ATL LTE 18 slowing down to a crawl

Been using an ATL LTE 18 while I wait for a fiber connection, and it works great aside from a non-trivial issue: in the past few days, every couple of days it slows down to a crawl.

Symptoms are like a system being bogged down by CPU/disk usage: very unresponsive on all fronts, but I’m still able to log in (with a lot of patience) and issue a reboot command. Rebooting fixes everything for another couple of days.

Problem is, I’m not seeing a CPU spike when this happens. I set up mktxp to track counters, and I am attaching the view from this morning when the slowdown happened again. Around 7AM I restarted the router, and now all is fine.

It’s a pity that this is happening as it’s a great device otherwise. Any ideas on how to investigate further?

Edit: I’m on 7.16, modem firmware EG18EAPAR01A13M4G_01.002.01.002
ATL LTE18 stats.png

one question not related to your problem, what program do you use to analyze the device?

tx

korg

mktxp, which leverages Prometheus and Grafana to store metrics and visualize them in a dashboard.

Hi!

Did you figure this out? Im having exactlysame problem. When it slows down I can log it, but it pretty slow and unresposive. Ping might go thru to 8.8.8.8 but its 4000-6000ms. Im using ATL18 only as an LTE modem. Passthrough mode and I have firewall which does all the LAN traffic.

I didn’t, and luckily I finally got fiber installed so put the ATL away. Which is a pity as I would like to use it in a remote location where I have an old Huwaei CPE, but won’t until this issue is resolved as I need a super reliable connection there.

The part of the story missing is the LTE metrics. If you’re doing monitoring, adding RSRP, RSRQ, and SINR likely be useful since it could be on the LTE carrier side (i.e. time-of-day, changing bands, etc.) which some data either confirm or rule-out.

Now the dramatic drop in traffic might indicate some device-side issue… But the first thing to check is the ATL is fully updated including RouterOS, RouterBOOT (in /system/routerboard), and the LTE firmware (/interface/lte). Often the factory installed version is pretty old and Mikrotik does routinely update LTE support. If these versions get mismatched, that where you often seeing more random problem IMO.

Maybe already fully updated… but that’s always the first thing to try.

I did add LTE metrics at the time right after posting, and LTE is rock stable. And yes, everything was up to date: os, modem and routerboard firmware.

I updated RouterOS and RouterBOOT earlier and they are up to date. I have excellent value on all RSSI, RSRP, RSRQ, and SINR. And we also have two mobile phones with 4G. Same operator. There is no problems with singal. This happened two times today. Everything was excellent 10 hours and then suddenly it slows down to unusable.

I pinged 8.8.8.8 30 minutes and it was 2000-6000ms. CPU and Memory are fine everytime this happends. Tried to disable LTE interface but couldnt enable it anymore. RouterOS crashes everytime and it remains disabled when i log in again (which is slow to do). Then rebooted and everything works again…

Same exact symptoms I was having…

If you can’t disable the interface without a crash, that seems like bug somewhere. I’d file a ticket at support@mikrotik.com, and make sure to include a supout.rif when you have the problem.

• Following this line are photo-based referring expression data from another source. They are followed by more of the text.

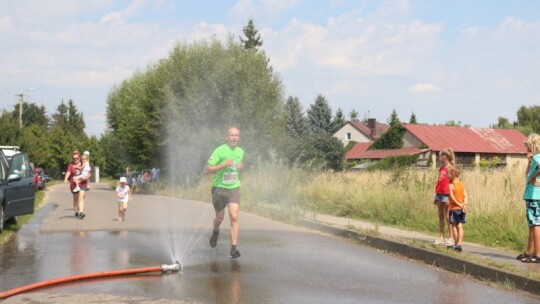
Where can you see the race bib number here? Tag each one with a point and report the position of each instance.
(230, 178)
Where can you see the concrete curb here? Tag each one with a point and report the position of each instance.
(430, 257)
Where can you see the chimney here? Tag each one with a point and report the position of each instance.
(372, 125)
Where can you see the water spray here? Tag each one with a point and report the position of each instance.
(165, 269)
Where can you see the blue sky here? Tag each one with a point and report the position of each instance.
(469, 61)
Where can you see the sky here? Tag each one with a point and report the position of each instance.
(461, 60)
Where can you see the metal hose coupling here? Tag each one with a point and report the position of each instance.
(175, 267)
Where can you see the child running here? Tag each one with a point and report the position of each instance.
(532, 200)
(457, 207)
(123, 193)
(85, 169)
(441, 196)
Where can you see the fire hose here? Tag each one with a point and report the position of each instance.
(175, 267)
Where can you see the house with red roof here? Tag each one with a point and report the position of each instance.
(470, 145)
(361, 131)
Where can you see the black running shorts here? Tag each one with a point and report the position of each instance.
(221, 197)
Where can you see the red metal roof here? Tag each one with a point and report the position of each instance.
(357, 150)
(466, 139)
(362, 126)
(380, 154)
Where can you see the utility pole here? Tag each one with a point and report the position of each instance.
(21, 100)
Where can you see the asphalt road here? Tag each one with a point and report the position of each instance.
(279, 264)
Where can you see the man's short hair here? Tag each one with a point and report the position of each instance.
(233, 127)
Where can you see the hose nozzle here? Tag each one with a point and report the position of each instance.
(175, 267)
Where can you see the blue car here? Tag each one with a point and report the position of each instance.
(17, 194)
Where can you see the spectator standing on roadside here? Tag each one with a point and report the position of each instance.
(532, 199)
(442, 193)
(123, 194)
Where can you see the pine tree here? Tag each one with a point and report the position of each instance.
(253, 38)
(295, 122)
(320, 116)
(393, 138)
(413, 120)
(338, 121)
(354, 115)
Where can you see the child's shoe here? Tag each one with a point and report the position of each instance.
(438, 242)
(449, 242)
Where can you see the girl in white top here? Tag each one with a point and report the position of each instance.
(84, 169)
(123, 194)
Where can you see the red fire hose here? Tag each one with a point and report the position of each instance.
(163, 268)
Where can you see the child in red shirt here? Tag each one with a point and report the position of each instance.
(447, 158)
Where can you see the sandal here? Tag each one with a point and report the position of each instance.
(521, 256)
(529, 259)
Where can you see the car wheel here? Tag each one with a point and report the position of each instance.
(2, 218)
(13, 220)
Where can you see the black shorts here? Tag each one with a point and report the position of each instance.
(221, 197)
(457, 217)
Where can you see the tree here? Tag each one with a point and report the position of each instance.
(295, 122)
(321, 150)
(320, 116)
(338, 121)
(253, 39)
(354, 115)
(412, 120)
(32, 114)
(529, 117)
(393, 138)
(179, 109)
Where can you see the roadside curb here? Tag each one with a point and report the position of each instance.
(430, 257)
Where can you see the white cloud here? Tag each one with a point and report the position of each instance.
(261, 10)
(424, 87)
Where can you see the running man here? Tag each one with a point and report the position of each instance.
(226, 163)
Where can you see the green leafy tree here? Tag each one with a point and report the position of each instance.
(295, 122)
(32, 114)
(36, 141)
(252, 40)
(320, 116)
(178, 110)
(321, 150)
(413, 120)
(338, 121)
(393, 138)
(529, 118)
(354, 115)
(11, 133)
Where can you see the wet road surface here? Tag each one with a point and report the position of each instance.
(279, 264)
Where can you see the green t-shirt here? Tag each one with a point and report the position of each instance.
(227, 177)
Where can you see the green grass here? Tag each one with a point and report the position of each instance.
(10, 229)
(401, 198)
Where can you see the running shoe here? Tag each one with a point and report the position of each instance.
(235, 254)
(213, 239)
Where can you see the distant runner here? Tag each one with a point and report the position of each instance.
(226, 164)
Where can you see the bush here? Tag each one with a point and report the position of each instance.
(395, 162)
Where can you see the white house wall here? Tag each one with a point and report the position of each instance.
(356, 135)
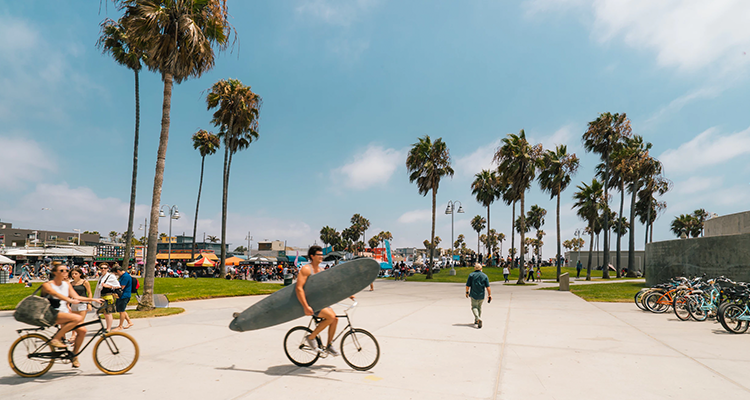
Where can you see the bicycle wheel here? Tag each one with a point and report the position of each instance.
(360, 349)
(296, 348)
(638, 298)
(694, 308)
(679, 305)
(729, 319)
(23, 363)
(118, 355)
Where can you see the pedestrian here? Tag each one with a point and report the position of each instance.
(126, 283)
(475, 287)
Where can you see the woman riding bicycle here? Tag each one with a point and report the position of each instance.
(60, 294)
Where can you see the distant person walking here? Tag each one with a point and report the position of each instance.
(475, 286)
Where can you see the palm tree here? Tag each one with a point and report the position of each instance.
(206, 143)
(177, 37)
(518, 162)
(237, 114)
(558, 167)
(427, 163)
(603, 137)
(478, 223)
(127, 51)
(485, 189)
(589, 199)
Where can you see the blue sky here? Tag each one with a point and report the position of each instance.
(348, 86)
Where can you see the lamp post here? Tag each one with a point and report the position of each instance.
(449, 210)
(173, 214)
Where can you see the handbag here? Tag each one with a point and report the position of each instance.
(35, 310)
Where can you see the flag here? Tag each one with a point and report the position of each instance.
(388, 250)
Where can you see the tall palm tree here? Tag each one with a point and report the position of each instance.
(478, 223)
(427, 163)
(207, 144)
(177, 37)
(603, 137)
(558, 167)
(518, 162)
(126, 51)
(237, 115)
(589, 199)
(485, 189)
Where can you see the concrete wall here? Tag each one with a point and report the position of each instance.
(715, 256)
(732, 224)
(597, 258)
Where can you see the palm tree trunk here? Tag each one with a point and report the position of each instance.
(521, 244)
(591, 251)
(631, 242)
(605, 268)
(147, 300)
(197, 204)
(557, 259)
(131, 212)
(619, 227)
(432, 234)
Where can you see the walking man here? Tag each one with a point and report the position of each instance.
(475, 286)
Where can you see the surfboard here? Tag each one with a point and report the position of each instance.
(321, 290)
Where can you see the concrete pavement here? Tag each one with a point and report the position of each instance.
(535, 344)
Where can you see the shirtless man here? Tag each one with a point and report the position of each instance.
(315, 254)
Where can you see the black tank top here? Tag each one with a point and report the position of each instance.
(80, 290)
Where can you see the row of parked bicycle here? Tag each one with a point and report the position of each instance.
(700, 298)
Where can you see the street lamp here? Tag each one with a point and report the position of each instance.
(449, 210)
(173, 214)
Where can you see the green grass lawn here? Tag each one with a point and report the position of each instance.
(495, 274)
(176, 289)
(620, 292)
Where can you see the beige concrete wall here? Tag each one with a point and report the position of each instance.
(715, 256)
(732, 224)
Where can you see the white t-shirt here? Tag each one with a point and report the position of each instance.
(63, 289)
(106, 279)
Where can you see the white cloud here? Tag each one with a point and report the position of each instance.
(706, 149)
(688, 35)
(478, 160)
(335, 12)
(410, 217)
(24, 161)
(372, 167)
(697, 184)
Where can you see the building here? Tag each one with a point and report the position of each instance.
(18, 237)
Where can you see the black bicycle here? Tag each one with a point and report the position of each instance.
(358, 347)
(31, 355)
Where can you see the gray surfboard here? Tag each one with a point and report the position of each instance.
(321, 290)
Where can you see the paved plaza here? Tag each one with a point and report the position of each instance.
(535, 344)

If it keeps happening, you can also try running 7.17rc (+upgrading the boot and LTE firmware too for 7.17), which may a quicker to try than waiting for support to get back.

The main issue is not being unable to disable the interface, it’s not having the slowdown in the first place. I’ve been using a (bulky, inflexible) Huawei CPE for the past 4 years in my other (offgrid) house, and I never had to reboot it once. LTE is often used in remote locations, where you cannot go to the other room and pull the plug when something starts misbehaving. Especially if it happens twice a day.

My ATL is now an expensive doorstop, and it will be a long time before I buy another Mikrotik LTE product. Which is a pity, as I love RouterOS (my fiber is terminated on a RB450Gx4 and I have several other RouterOS devices scattered around).

We have many similarly configure LTE routers, so it’s easier for me to test that a version works before dealing with anything remote… But if you got just one and it’s remote, that makes it harder… Especially if it’s stable for hours and then dies, that’s sounds really annoying…

Their support is pretty good at fixing things, albeit not quick. But it’s why I keep focusing on the version… since there are totally bugs for some combo of device/modem/carrier over the releases… & what seem to happen sometimes is they fix something for one modem/carrier, that may break something else that was working. But why trying both “stable” and “testing” is worthwhile when facing LTE issues, since they do make fixes often to LTE.